Golang
Tactical RMM is an open source RMM tool to help IT pros manage and maintain systems remotely. Built with Django and Vue, it has a Go agent and integrates with MeshCentral. While it’s great for sysadmins, there have been cases where attackers have used Tactical RMM for unauthorized access and control of networks.
Tactical RMM has real time remote shell access, remote file browsing, script execution, event log viewing and Windows patch management. These features allow admins to manage and troubleshoot systems without being physically present. But the same features can be used by attackers to maintain persistence in compromised networks.
Misuse by Threat Actors
Attackers have been using legitimate RMM tools like Tactical RMM to avoid custom malware and reduce the chance of detection. By using these tools, attackers can create backdoors for persistent access and command-and-control (C2) operations. For example, the Iranian-linked threat actor MuddyWater has been known to abuse these tools for their campaigns.
Detection Challenges
The misuse of legitimate RMM software is a challenge for detection and mitigation.

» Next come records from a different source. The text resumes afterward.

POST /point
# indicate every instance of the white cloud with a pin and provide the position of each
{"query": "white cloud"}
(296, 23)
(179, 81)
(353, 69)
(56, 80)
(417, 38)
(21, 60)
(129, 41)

Since these tools are used by managed service providers (MSPs) and IT help desks for legitimate purposes, distinguishing between authorized and malicious use requires monitoring and analysis of network activity. Attackers can exploit the trust relationships within MSP networks and impact a large number of the MSP’s customers.
Limit RMM tool usage to only authorized users.
Use strong access controls and authentication.
Monitor for unusual network activity.
Review and update permissions and logs regularly.